May 01, 2015 03:03 am | Updated November 16, 2021 06:53 pm IST - NEW DELHI:

The Supreme Court on Thursday asked the Centre to produce statistics of the number of times the Union Law Minister, in the past, accepted or rejected the previous collegium system’s recommendations of persons to be appointed judges.

This may be an effort to show the number of times the executive had interfered with, or even blocked, the primacy of the judiciary in appointment of judges to the highest courts.

Justice Kurian Joseph, one of the five judges on the Constitution Bench looking into the National Judicial Appointments Commission (NJAC) law’s validity, asked Attorney General Mukul Rohatgi to show in numbers the occasions in which the Law Minister had a difference of opinion with the collegium on judicial appointments.

The query came even as Justice J.S. Khehar, who heads the Bench explained that the collegium, when it selects a name for appointment as judge, looks at only the candidate’s judicial capability.
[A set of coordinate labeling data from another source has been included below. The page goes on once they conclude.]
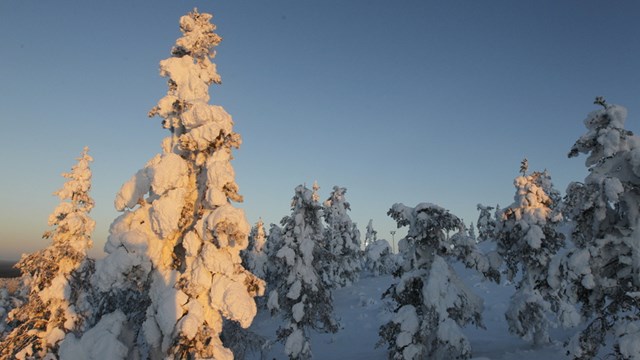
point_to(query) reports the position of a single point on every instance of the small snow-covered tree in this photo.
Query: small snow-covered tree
(527, 240)
(341, 240)
(173, 265)
(305, 301)
(378, 258)
(432, 301)
(602, 272)
(371, 235)
(255, 255)
(486, 223)
(57, 276)
(272, 267)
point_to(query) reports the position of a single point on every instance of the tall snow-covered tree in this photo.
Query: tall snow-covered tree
(342, 241)
(255, 255)
(173, 269)
(432, 301)
(56, 277)
(300, 295)
(379, 259)
(602, 272)
(527, 240)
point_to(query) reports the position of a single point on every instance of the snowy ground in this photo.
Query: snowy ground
(361, 312)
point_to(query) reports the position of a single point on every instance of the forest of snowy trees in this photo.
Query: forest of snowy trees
(185, 274)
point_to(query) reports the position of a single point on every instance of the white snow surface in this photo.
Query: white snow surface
(362, 311)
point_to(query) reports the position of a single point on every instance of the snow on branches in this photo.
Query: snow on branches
(173, 265)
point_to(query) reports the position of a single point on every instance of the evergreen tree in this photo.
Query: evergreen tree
(305, 301)
(527, 241)
(486, 223)
(432, 301)
(601, 273)
(255, 256)
(342, 241)
(378, 258)
(272, 267)
(56, 278)
(173, 269)
(371, 236)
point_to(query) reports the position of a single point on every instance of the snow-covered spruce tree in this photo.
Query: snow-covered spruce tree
(378, 258)
(602, 273)
(486, 223)
(255, 255)
(527, 239)
(305, 301)
(56, 277)
(173, 267)
(341, 240)
(272, 267)
(432, 302)
(371, 235)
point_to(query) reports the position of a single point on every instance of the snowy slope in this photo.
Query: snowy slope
(361, 312)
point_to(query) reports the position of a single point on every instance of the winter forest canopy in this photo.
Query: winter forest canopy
(185, 273)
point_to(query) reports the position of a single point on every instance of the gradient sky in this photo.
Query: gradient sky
(398, 101)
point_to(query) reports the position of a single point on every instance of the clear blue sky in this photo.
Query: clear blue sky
(398, 101)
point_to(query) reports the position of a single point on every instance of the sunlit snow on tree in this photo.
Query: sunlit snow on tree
(173, 267)
(56, 278)
(527, 238)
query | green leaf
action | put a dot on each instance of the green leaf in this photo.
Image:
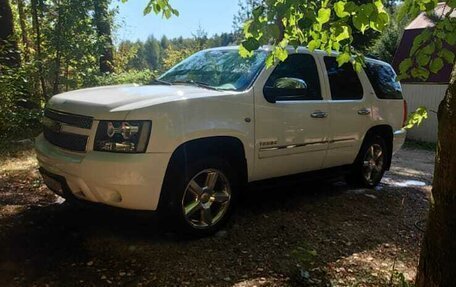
(323, 15)
(280, 54)
(451, 38)
(361, 22)
(447, 55)
(343, 58)
(436, 65)
(339, 8)
(244, 52)
(423, 59)
(251, 44)
(314, 44)
(416, 118)
(428, 49)
(269, 61)
(342, 33)
(420, 73)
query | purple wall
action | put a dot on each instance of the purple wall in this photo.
(402, 52)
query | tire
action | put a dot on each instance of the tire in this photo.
(198, 197)
(370, 164)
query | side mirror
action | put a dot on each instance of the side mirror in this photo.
(286, 89)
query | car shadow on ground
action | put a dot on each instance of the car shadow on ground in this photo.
(282, 230)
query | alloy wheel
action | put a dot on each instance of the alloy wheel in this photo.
(206, 198)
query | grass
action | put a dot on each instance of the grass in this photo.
(12, 149)
(413, 144)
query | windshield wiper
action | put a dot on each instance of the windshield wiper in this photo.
(159, 82)
(195, 83)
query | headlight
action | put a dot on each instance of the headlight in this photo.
(122, 136)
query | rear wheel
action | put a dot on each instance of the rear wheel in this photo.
(370, 164)
(199, 199)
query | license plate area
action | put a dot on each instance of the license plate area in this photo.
(52, 184)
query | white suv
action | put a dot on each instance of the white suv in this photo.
(187, 142)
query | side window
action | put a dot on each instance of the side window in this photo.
(383, 80)
(343, 81)
(295, 79)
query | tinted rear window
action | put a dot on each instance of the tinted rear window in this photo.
(383, 80)
(343, 80)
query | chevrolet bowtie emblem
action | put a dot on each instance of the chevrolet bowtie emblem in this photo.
(52, 125)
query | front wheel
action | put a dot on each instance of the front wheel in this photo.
(199, 199)
(371, 163)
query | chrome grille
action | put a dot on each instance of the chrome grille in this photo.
(70, 119)
(55, 121)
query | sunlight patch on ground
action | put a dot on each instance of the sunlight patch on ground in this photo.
(403, 183)
(9, 210)
(261, 281)
(383, 263)
(409, 172)
(25, 161)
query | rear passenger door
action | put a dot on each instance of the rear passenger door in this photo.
(350, 110)
(291, 134)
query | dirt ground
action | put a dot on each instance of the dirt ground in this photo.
(297, 232)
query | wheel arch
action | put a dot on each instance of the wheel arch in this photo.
(386, 132)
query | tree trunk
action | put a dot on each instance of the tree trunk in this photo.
(101, 19)
(58, 48)
(36, 28)
(438, 252)
(9, 52)
(25, 41)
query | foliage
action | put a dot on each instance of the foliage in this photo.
(174, 55)
(132, 77)
(430, 52)
(417, 117)
(18, 114)
(386, 45)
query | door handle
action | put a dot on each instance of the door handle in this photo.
(319, 115)
(364, 112)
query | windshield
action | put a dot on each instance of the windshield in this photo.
(218, 69)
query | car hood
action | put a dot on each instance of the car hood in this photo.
(117, 101)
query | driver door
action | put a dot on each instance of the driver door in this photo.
(291, 127)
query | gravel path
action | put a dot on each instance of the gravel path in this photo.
(285, 233)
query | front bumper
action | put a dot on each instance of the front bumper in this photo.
(131, 181)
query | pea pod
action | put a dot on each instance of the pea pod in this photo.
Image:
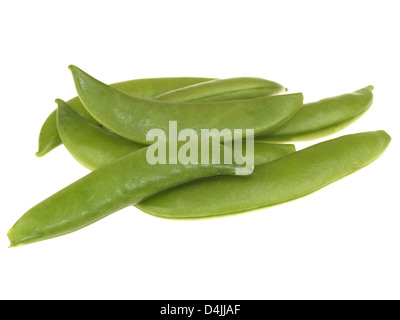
(322, 118)
(119, 184)
(88, 143)
(284, 179)
(132, 117)
(146, 88)
(224, 89)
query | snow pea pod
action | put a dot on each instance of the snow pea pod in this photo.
(146, 88)
(322, 118)
(282, 180)
(224, 89)
(119, 184)
(132, 117)
(94, 147)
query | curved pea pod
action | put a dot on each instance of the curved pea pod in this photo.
(322, 118)
(88, 143)
(132, 117)
(282, 180)
(146, 88)
(119, 184)
(224, 89)
(94, 147)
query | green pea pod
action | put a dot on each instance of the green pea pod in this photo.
(94, 147)
(146, 88)
(282, 180)
(132, 117)
(322, 118)
(119, 184)
(224, 89)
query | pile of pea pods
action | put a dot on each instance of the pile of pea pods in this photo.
(105, 129)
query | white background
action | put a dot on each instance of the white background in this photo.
(341, 242)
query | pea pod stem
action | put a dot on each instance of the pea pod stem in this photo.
(172, 89)
(132, 117)
(322, 118)
(94, 147)
(119, 184)
(146, 88)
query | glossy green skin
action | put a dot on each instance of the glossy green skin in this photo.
(94, 147)
(132, 117)
(224, 89)
(282, 180)
(88, 143)
(322, 118)
(119, 184)
(146, 88)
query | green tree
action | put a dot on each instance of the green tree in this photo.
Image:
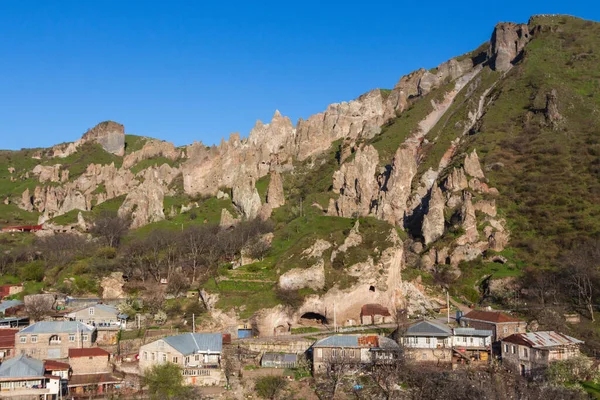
(165, 381)
(268, 387)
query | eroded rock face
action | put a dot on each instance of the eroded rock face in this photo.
(275, 196)
(246, 197)
(433, 222)
(508, 40)
(356, 183)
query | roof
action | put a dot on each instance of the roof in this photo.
(58, 327)
(190, 343)
(428, 328)
(7, 338)
(88, 352)
(280, 357)
(89, 379)
(491, 316)
(6, 304)
(52, 365)
(472, 332)
(21, 367)
(540, 340)
(374, 309)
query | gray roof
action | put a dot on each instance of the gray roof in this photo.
(58, 327)
(21, 367)
(190, 343)
(472, 332)
(338, 341)
(428, 328)
(6, 304)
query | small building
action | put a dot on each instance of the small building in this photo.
(428, 341)
(7, 343)
(198, 354)
(24, 377)
(9, 290)
(279, 360)
(374, 314)
(471, 345)
(352, 351)
(53, 339)
(10, 308)
(108, 321)
(531, 353)
(501, 324)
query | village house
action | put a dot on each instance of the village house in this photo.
(471, 345)
(92, 372)
(198, 354)
(353, 351)
(7, 343)
(530, 353)
(108, 321)
(501, 324)
(24, 377)
(53, 339)
(10, 308)
(428, 341)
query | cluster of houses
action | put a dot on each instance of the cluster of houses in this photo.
(73, 353)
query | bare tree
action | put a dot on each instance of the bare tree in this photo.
(111, 227)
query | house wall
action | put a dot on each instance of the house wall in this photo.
(40, 348)
(90, 365)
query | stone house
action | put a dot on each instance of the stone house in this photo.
(352, 351)
(501, 324)
(53, 339)
(428, 341)
(24, 377)
(198, 354)
(530, 353)
(108, 320)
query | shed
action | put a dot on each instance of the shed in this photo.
(279, 360)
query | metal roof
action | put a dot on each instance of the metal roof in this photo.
(21, 367)
(6, 304)
(338, 341)
(190, 343)
(428, 328)
(543, 339)
(58, 327)
(472, 332)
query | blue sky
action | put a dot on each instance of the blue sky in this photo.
(194, 70)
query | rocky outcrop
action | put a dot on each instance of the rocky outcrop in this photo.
(472, 165)
(395, 191)
(246, 197)
(508, 40)
(356, 183)
(275, 196)
(152, 149)
(298, 278)
(433, 221)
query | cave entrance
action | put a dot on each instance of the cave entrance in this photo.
(314, 318)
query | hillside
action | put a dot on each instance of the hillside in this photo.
(475, 169)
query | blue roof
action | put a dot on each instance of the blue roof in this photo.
(190, 343)
(338, 341)
(428, 328)
(472, 332)
(21, 367)
(58, 327)
(5, 305)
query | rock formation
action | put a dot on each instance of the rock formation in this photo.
(433, 221)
It is left to the executive to do a profile check on the candidate’s moral and professional integrity, Justice Khehar said.

The court’s posers to the Attorney General came in the light of arguments made by senior advocate Ram Jethmalani that the collegium system of appointments lacked transparency.

The Supreme Court on Thursday refused to accept that the NJAC is a more evolved process of appointing judges than the collegium system. But the apex court said it would tread carefully.

“We have to be careful...Don’t you realise? This is an important crossroad in our history. If we don’t decide rightly, the country is going to curse us. This is the most difficult crossroad in our history,” Justice Khehar observed.

This exchange came after Mr. Rohatgi questioned the insistence on why judges alone should appoint judges. The AG said that, judging by the large number of vacancies, the collegium system has hardly worked.

Advocate Prashant Bhushan submitted that what went on in the collegium system was a “structured bargaining” among judges to get their candidates in. Mr. Bhushan said the present NJAC would be a throwback to the collegium system. He alleged that even the appointment of the two eminent persons as NJAC members would become an exercise of mutual political appeasement between the Prime Minister and the leader of the single largest opposition party in the Lok Sabha.

The hearing will continue on Friday.